Inventé par les services français, ce raccourci de Londres et d’Afghanistan désignait le petit monde des islamistes et des opposants aux régimes arabes qui avaient pignon sur rue dans la capitale anglaise. Pendant plus d’une décennie, sous le nez du gouvernement, Londres est ainsi devenu « le centre de promotion et de financement de l’extrémisme islamique en Europe, le hub des réseaux européens de la terreur », écrit Melanie Phillips dans un ouvrage intitulé Londonistan.

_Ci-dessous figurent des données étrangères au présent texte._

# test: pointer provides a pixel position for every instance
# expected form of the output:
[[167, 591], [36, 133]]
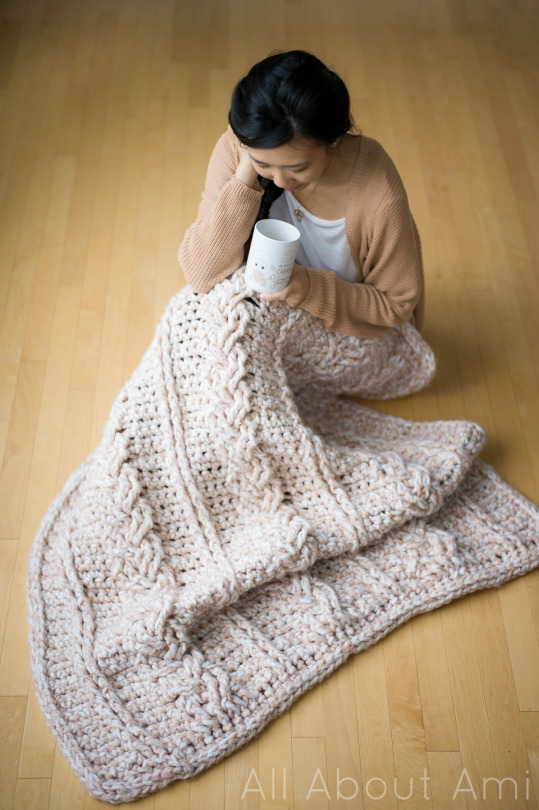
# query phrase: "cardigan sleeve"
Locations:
[[392, 279], [213, 246]]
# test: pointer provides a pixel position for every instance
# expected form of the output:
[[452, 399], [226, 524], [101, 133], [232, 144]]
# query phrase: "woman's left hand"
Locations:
[[297, 288]]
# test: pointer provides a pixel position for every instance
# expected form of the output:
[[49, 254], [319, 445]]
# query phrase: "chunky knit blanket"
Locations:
[[242, 529]]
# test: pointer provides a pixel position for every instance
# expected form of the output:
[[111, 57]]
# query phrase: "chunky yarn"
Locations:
[[242, 529]]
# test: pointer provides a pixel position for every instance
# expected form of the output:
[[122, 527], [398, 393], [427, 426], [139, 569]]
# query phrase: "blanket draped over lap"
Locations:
[[242, 529]]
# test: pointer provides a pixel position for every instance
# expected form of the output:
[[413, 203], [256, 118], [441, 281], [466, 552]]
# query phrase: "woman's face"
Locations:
[[293, 166]]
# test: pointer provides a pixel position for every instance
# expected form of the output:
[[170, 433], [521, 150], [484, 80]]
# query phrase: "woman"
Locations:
[[289, 153]]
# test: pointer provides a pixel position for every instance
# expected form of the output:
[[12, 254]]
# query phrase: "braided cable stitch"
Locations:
[[242, 529]]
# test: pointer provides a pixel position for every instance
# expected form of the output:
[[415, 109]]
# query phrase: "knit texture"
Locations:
[[242, 529], [383, 238]]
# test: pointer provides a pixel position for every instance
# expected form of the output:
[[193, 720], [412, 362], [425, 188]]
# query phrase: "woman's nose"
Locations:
[[280, 180]]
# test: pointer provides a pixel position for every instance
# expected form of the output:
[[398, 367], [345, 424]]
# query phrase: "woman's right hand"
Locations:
[[245, 172]]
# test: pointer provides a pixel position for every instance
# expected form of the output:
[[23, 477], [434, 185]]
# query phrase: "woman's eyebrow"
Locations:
[[289, 166]]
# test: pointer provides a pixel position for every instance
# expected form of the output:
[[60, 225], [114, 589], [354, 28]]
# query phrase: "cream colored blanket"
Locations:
[[242, 529]]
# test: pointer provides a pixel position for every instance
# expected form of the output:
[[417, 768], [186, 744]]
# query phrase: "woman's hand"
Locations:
[[245, 172], [295, 292]]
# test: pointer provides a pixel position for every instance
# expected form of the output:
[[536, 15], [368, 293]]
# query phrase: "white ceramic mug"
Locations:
[[271, 255]]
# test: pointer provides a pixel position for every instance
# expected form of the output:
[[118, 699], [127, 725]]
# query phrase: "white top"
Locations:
[[323, 242]]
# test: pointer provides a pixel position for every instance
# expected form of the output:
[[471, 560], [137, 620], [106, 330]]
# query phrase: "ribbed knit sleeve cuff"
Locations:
[[320, 299]]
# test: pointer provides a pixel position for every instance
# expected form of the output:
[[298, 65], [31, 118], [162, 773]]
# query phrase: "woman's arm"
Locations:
[[392, 287], [213, 247]]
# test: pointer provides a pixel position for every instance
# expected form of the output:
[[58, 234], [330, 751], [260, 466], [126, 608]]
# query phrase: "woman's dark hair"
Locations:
[[287, 95]]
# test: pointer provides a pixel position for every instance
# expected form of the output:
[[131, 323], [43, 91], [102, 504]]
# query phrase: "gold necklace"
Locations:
[[298, 213]]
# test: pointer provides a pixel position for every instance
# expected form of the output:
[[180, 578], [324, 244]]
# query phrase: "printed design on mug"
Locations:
[[261, 268]]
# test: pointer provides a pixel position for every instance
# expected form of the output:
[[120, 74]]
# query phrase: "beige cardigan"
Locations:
[[380, 228]]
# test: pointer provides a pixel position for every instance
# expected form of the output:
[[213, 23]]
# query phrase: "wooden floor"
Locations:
[[109, 110]]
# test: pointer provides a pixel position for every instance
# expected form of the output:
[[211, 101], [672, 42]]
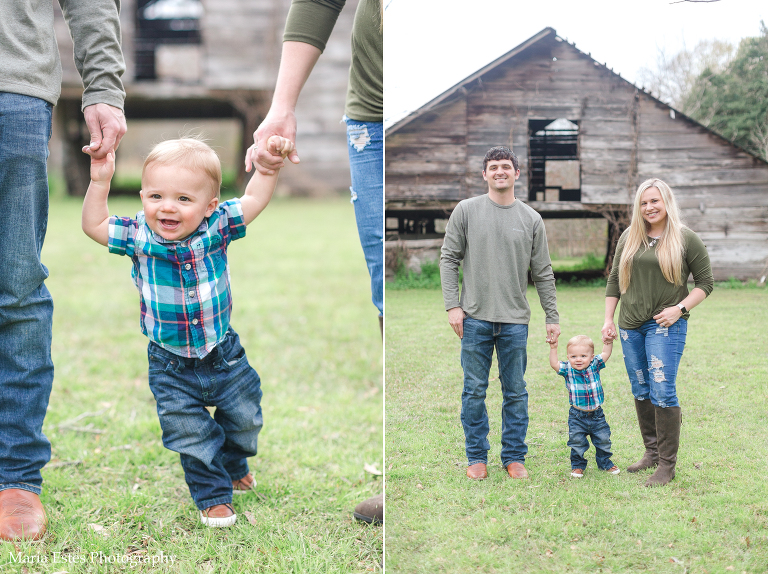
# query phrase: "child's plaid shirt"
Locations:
[[186, 300], [584, 389]]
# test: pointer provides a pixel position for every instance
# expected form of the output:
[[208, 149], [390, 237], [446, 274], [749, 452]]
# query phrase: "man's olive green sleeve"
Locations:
[[312, 21], [95, 29]]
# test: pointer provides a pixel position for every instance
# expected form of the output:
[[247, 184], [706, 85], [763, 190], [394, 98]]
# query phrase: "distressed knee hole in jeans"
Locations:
[[657, 368], [358, 136]]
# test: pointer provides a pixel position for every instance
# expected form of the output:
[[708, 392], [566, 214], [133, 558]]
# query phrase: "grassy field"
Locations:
[[712, 518], [116, 498]]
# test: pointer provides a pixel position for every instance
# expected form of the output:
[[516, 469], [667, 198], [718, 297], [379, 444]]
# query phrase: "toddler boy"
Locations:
[[178, 245], [585, 393]]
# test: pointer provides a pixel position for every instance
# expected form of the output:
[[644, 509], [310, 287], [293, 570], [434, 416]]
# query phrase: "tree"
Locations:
[[675, 77], [734, 101]]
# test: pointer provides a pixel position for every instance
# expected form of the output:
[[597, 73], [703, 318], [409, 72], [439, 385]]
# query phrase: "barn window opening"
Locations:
[[553, 160], [168, 39]]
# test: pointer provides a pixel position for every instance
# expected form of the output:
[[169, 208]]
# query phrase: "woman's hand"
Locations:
[[609, 332], [668, 316]]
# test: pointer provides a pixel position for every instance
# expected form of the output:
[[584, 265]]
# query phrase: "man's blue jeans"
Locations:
[[510, 341], [26, 307], [213, 450], [365, 143], [652, 356], [591, 424]]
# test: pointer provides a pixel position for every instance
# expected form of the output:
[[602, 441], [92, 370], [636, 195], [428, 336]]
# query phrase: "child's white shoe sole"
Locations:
[[218, 522]]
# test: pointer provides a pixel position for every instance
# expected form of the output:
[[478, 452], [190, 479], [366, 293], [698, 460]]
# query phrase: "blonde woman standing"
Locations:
[[654, 258]]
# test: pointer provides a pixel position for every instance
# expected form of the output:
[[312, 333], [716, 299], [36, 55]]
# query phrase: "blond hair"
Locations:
[[190, 152], [670, 249], [580, 340]]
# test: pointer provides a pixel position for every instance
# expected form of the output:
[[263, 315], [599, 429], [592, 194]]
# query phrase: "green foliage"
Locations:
[[589, 262], [734, 102], [734, 283], [303, 312], [429, 278], [711, 518]]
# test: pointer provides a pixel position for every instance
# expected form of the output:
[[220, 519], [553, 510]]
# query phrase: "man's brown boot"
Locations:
[[477, 471], [371, 510], [517, 470], [22, 516], [668, 422], [646, 417]]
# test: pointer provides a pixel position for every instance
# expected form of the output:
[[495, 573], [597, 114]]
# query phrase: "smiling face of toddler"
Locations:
[[176, 200], [580, 356]]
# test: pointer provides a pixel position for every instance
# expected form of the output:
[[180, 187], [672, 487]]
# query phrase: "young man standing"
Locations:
[[499, 239], [30, 84]]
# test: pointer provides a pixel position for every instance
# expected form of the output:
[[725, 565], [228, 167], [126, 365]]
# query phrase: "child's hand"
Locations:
[[103, 169], [277, 145]]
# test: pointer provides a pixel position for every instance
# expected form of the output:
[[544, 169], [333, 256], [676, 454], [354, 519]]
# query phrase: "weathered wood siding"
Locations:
[[625, 137]]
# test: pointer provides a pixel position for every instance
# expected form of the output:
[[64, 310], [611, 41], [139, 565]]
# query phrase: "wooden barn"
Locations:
[[217, 59], [585, 138]]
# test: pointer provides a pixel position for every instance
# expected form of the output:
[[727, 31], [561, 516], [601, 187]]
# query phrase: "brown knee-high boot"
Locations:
[[668, 435], [646, 417]]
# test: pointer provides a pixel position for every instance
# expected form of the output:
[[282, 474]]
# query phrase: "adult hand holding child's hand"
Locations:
[[608, 332], [103, 169], [280, 146]]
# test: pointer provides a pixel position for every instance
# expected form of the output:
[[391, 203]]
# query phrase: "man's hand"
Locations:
[[103, 169], [553, 332], [456, 319], [107, 127], [281, 124]]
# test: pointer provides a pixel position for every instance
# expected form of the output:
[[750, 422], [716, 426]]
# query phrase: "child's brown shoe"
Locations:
[[219, 516]]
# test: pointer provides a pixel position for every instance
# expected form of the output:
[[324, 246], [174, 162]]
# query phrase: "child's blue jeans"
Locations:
[[213, 449], [592, 424]]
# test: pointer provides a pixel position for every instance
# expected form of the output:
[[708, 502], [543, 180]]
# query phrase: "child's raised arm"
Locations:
[[95, 211], [259, 190], [607, 349], [553, 362]]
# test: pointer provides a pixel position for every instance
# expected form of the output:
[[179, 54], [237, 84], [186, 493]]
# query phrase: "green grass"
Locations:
[[712, 518], [302, 309], [587, 263]]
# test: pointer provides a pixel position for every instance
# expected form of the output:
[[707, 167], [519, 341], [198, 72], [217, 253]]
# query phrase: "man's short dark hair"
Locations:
[[500, 152]]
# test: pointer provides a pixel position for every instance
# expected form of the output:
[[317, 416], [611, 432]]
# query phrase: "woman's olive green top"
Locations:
[[311, 22], [649, 292]]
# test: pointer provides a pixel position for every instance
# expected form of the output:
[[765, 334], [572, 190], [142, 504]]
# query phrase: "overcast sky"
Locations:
[[430, 45]]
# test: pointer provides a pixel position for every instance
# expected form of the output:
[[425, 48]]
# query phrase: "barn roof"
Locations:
[[463, 86]]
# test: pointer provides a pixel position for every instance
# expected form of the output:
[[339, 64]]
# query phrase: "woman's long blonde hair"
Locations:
[[670, 249]]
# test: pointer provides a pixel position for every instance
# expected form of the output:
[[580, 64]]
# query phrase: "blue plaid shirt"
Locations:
[[186, 300], [584, 389]]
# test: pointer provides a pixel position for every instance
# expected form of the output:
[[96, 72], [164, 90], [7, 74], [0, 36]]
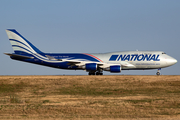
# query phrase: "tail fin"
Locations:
[[20, 44]]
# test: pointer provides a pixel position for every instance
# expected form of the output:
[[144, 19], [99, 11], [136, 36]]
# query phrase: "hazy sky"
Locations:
[[90, 26]]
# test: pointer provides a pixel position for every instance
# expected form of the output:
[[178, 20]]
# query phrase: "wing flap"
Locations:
[[19, 56]]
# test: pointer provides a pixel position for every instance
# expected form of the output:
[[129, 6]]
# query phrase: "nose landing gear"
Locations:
[[158, 72]]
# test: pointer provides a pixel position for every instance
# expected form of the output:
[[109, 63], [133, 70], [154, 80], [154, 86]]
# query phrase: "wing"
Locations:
[[18, 56]]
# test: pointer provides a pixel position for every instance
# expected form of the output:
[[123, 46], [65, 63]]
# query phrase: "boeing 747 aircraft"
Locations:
[[95, 64]]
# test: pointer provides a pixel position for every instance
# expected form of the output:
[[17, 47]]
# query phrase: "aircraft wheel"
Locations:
[[158, 73], [97, 73], [91, 73]]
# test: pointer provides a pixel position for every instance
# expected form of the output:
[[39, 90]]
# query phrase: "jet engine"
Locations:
[[91, 67], [114, 68]]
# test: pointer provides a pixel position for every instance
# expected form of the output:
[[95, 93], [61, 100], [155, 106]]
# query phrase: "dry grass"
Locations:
[[90, 97]]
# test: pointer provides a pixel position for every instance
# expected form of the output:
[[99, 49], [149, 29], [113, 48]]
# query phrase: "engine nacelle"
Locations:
[[115, 69], [91, 66]]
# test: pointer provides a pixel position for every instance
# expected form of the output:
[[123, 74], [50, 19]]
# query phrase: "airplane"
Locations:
[[95, 64]]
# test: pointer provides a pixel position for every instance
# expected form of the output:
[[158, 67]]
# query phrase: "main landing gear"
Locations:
[[95, 73], [158, 72]]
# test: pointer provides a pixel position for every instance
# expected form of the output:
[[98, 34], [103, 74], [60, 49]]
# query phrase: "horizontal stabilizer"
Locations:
[[19, 56]]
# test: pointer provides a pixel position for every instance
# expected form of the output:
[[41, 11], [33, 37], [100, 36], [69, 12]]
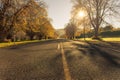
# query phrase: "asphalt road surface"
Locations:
[[61, 60]]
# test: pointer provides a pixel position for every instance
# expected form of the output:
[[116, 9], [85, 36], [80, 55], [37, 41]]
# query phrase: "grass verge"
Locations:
[[17, 43], [104, 39]]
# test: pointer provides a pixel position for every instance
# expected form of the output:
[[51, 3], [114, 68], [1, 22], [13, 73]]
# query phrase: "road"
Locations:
[[60, 60]]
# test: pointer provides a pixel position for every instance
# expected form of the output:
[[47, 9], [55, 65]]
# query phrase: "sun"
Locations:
[[81, 14]]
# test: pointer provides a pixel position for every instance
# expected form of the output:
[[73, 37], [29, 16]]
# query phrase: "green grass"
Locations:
[[104, 39], [112, 39], [16, 43]]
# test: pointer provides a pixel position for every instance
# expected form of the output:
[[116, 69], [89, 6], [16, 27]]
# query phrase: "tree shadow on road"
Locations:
[[94, 51]]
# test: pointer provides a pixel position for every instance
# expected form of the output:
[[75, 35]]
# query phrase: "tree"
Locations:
[[96, 11], [9, 10], [70, 30], [108, 28], [16, 15]]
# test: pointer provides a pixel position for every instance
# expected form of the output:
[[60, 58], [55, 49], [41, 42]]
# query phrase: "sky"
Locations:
[[59, 11]]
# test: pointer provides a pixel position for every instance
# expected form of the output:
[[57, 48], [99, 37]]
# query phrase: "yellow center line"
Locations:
[[65, 65]]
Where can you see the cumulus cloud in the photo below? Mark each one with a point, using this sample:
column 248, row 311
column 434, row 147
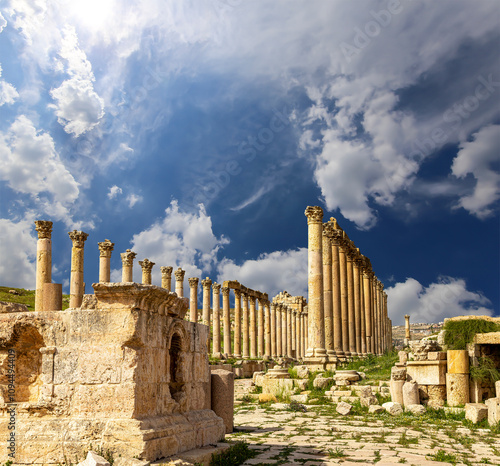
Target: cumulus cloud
column 477, row 158
column 31, row 165
column 448, row 297
column 270, row 272
column 180, row 239
column 18, row 250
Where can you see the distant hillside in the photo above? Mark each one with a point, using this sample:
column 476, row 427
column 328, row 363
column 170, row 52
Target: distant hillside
column 20, row 295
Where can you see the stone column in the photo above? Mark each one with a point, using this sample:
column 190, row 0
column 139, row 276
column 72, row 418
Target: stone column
column 368, row 304
column 350, row 300
column 253, row 327
column 193, row 298
column 274, row 353
column 146, row 266
column 279, row 332
column 327, row 287
column 343, row 299
column 357, row 302
column 179, row 282
column 216, row 349
column 166, row 278
column 316, row 344
column 246, row 329
column 267, row 330
column 226, row 315
column 43, row 260
column 77, row 285
column 128, row 266
column 237, row 323
column 206, row 284
column 336, row 295
column 260, row 328
column 105, row 250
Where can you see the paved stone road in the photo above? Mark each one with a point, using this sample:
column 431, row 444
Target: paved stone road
column 321, row 436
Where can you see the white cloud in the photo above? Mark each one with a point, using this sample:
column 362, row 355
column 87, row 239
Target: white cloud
column 477, row 157
column 31, row 165
column 114, row 192
column 270, row 272
column 133, row 199
column 448, row 297
column 18, row 251
column 180, row 239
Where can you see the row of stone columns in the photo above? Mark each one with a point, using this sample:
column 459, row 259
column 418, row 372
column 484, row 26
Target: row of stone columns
column 347, row 304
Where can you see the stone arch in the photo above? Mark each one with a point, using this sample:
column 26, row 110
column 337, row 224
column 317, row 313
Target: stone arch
column 22, row 351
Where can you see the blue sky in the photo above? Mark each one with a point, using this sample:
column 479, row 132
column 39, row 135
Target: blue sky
column 197, row 132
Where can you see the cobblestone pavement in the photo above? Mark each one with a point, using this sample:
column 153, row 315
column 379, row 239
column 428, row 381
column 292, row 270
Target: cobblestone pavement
column 321, row 436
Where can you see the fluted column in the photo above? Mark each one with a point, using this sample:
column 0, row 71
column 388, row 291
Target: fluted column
column 128, row 266
column 260, row 328
column 237, row 323
column 274, row 353
column 246, row 326
column 216, row 347
column 267, row 330
column 105, row 250
column 344, row 298
column 350, row 300
column 193, row 299
column 357, row 302
column 336, row 295
column 43, row 260
column 279, row 332
column 327, row 287
column 147, row 267
column 166, row 277
column 179, row 282
column 226, row 315
column 206, row 284
column 316, row 344
column 253, row 327
column 77, row 286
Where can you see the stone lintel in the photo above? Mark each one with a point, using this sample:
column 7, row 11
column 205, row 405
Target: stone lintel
column 138, row 296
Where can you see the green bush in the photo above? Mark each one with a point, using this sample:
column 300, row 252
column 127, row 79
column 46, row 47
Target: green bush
column 459, row 333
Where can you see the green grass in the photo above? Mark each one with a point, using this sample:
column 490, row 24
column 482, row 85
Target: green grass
column 26, row 297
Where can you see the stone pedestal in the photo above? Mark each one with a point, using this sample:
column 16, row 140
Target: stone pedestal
column 52, row 296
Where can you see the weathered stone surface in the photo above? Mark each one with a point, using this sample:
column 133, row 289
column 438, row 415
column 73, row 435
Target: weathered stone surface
column 493, row 405
column 322, row 382
column 375, row 409
column 476, row 412
column 416, row 409
column 343, row 408
column 457, row 389
column 93, row 459
column 410, row 393
column 393, row 408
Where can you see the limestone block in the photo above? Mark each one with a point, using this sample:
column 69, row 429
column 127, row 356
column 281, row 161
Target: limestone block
column 343, row 408
column 427, row 372
column 375, row 409
column 476, row 412
column 397, row 391
column 416, row 409
column 93, row 459
column 223, row 397
column 458, row 361
column 493, row 405
column 410, row 393
column 457, row 389
column 393, row 408
column 302, row 372
column 368, row 400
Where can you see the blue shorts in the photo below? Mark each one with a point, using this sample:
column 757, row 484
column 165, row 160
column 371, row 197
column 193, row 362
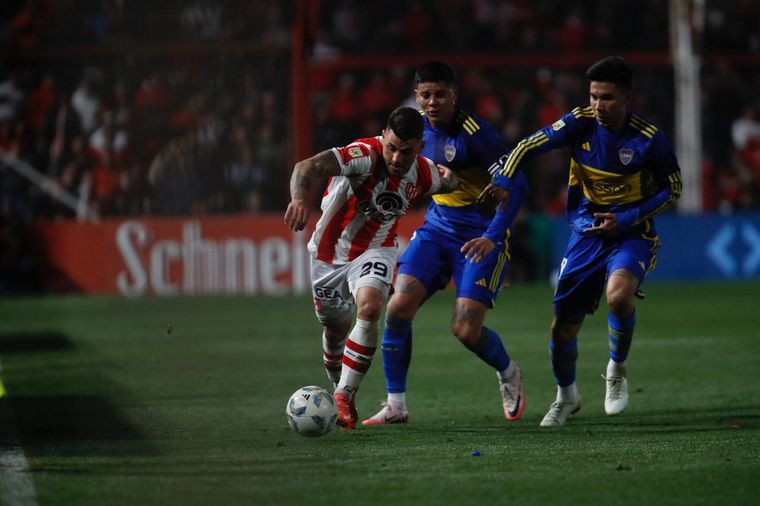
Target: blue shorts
column 587, row 263
column 433, row 258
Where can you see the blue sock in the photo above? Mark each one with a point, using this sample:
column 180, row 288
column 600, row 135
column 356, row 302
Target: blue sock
column 620, row 335
column 397, row 352
column 563, row 358
column 491, row 350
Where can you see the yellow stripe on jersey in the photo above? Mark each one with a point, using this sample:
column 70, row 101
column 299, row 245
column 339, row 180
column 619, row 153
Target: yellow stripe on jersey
column 493, row 285
column 643, row 126
column 519, row 152
column 606, row 188
column 574, row 178
column 583, row 112
column 674, row 180
column 472, row 181
column 655, row 240
column 469, row 124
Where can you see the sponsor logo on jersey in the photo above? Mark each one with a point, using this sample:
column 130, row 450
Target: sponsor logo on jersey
column 412, row 191
column 387, row 206
column 626, row 155
column 449, row 152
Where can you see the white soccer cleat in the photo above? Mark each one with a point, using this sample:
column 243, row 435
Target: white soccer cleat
column 389, row 414
column 512, row 397
column 559, row 411
column 616, row 396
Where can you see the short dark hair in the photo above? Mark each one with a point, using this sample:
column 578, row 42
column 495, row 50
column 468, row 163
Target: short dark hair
column 433, row 72
column 406, row 123
column 612, row 69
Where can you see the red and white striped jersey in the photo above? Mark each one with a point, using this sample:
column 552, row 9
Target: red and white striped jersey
column 361, row 207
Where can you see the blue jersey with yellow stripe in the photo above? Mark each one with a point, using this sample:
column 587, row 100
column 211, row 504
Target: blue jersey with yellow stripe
column 474, row 151
column 633, row 173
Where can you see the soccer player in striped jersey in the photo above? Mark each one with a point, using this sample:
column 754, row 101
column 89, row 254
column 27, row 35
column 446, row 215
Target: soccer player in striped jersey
column 622, row 172
column 373, row 182
column 460, row 240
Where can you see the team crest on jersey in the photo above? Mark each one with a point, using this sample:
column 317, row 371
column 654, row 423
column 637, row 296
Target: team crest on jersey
column 626, row 155
column 412, row 191
column 449, row 152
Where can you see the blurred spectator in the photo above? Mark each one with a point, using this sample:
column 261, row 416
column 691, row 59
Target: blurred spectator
column 86, row 101
column 746, row 128
column 11, row 98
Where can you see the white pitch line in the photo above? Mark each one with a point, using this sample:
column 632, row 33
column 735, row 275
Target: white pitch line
column 16, row 485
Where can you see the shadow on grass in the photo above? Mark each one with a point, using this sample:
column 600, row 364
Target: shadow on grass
column 36, row 341
column 67, row 425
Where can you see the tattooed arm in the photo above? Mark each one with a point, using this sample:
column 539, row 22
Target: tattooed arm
column 305, row 173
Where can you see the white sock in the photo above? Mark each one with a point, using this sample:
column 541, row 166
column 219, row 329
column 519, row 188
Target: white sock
column 507, row 373
column 332, row 357
column 398, row 399
column 357, row 356
column 615, row 368
column 568, row 393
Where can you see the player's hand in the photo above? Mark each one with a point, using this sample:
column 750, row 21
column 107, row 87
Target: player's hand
column 297, row 215
column 449, row 180
column 493, row 193
column 604, row 223
column 476, row 249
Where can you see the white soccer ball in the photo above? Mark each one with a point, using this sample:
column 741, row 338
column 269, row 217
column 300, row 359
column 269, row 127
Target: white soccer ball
column 311, row 411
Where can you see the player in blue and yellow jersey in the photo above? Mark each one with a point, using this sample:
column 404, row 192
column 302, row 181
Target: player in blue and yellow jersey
column 460, row 240
column 622, row 172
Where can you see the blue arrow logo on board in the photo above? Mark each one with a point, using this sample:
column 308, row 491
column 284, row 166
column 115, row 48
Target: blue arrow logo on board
column 752, row 237
column 717, row 250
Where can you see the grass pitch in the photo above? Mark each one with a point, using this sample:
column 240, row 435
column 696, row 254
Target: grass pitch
column 180, row 401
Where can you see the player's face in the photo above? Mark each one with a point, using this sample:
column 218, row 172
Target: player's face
column 399, row 155
column 437, row 101
column 609, row 104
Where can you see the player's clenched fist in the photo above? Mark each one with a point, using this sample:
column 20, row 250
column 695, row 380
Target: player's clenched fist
column 297, row 215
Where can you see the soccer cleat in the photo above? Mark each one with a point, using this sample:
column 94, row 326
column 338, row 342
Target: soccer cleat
column 347, row 414
column 559, row 411
column 616, row 396
column 512, row 397
column 389, row 414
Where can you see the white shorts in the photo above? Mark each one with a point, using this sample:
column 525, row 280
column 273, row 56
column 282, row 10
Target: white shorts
column 334, row 286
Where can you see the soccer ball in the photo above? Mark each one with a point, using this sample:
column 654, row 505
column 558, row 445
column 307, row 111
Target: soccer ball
column 311, row 411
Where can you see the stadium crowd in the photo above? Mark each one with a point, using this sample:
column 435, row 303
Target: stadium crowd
column 183, row 107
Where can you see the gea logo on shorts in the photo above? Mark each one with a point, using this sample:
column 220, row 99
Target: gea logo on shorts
column 387, row 206
column 324, row 292
column 609, row 188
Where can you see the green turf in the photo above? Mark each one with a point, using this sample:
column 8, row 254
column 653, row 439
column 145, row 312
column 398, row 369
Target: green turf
column 112, row 409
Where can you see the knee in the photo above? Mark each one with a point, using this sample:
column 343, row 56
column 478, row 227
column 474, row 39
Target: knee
column 398, row 308
column 468, row 335
column 563, row 332
column 620, row 303
column 369, row 310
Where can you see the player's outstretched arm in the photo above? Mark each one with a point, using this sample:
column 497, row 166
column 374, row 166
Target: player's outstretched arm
column 305, row 173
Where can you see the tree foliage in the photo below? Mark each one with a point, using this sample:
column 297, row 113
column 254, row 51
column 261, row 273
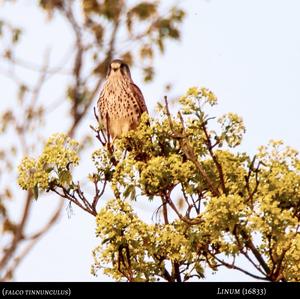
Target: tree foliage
column 216, row 204
column 101, row 30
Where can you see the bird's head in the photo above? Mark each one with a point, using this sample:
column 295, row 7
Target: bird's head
column 118, row 68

Avec les explosions meurtrières du 7 juillet 2005 (56 morts et plus de 700 blessés), cette impunité a cessé. Imams arrêtés, organisations dissoutes, comptes gelés, mosquées surveillées... Tony Blair a annoncé que les règles du jeu avaient changé. De fait, les trois ténors du Londonistan se sont tus. Arrêté en 2004, Abu Hamza a été condamné à sept ans de prison pour incitation au meurtre. Ex-leader du mouvement extrémiste al-Mouhadjiroun, Omar Bakri a été déclaré persona non grata depuis un voyage au Liban, en août 2005. Et l’ambassadeur d’al-Qaida en Europe, Abu Qatara, attend en prison d’être extradé.

Ce silence n’est toutefois qu’apparence. Le prosélytisme est désormais clandestin, l’appel au djihad secret. Chargé du suivi des lois antiterroristes, lord Alex Carlile estime qu’une vingtaine d’imams radicaux sévissent encore au Royaume-Uni. Dans la discrétion. « La mosquée a cessé d’être le terreau de la radicalisation car les prêches sont surveillés », assure Dominique Thomas, chercheur à l’École des hautes études en sciences sociales. D’autres lieux s’y sont substitués : salles de prière non répertoriées, campus, prisons, écoles coraniques à l’étranger, sites Internet...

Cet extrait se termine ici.